If Google can overcome these two things though, you can sign us up for a Pixel Watch right now.
We’re used to smartwatches coming with a level of dust and water resistance, but few carry an IP certification high enough to ensure their survival when we cannonball into the local pool.
A fully swim-proof Google Pixel Watch would not only allow you to keep the wearable on in the bath, but also allow you to track workouts in the pool without fear of malfunction.
4. Three day battery life
This is a simple one, but we want the Google Pixel Watch to last as long as it can. Imagine a fully fledged smartwatch that doesn't need charging after two days of intensive usage.
Wear OS is integrating a useful enhanced battery saver mode that should give you a lot more time with your smartwatch, but it'll limit the amount of features you can use when it's on.

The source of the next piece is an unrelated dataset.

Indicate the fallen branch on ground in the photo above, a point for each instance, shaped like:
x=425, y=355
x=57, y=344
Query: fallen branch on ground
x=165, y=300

Clearly Google wants to improve how long your watch will last from one charge, but we'd love to see a big battery inside the watch and well optimized software that offers the best battery for a smartwatch on the market right now.
5. NFC payments
Another simple one here, but quite a few Wear OS watches don't come with NFC built in so you aren't able to use Google Pay features on your wrist. That's a frustration for a lot of people, so we're hoping Google will include an NFC chip inside the watch.
That'll especially be useful when you're out for a run and you need to buy a bottle of water, but you've left your wallet at home.
6. Best in class fitness
Imagine if Google can include all of the latest tracking tech including accurate GPS, LTE so we can listen to music on the go as well as a top of the range heart rate tracker.
We want to be able to strap the Google Pixel Watch to our wrist and head out for any type of exercise and know we'll be tracked accurately and get as much fitness stats as we possibly can.
7. High-end watch design
This one is a given, but we want to see a watch that you're not embarrassed to wear on your wrist. Not every Wear OS watch is a gorgeous creation, so we wish Google will be able to offer a slimmer option than most other manufacturers that uses high-end materials and feels like a proper timepiece you're excited to wear.
If you're going to be spending a fair amount of money on a new watch, you'll want it to look great on your wrist so this is one of the most important things we want to see on the new wearable.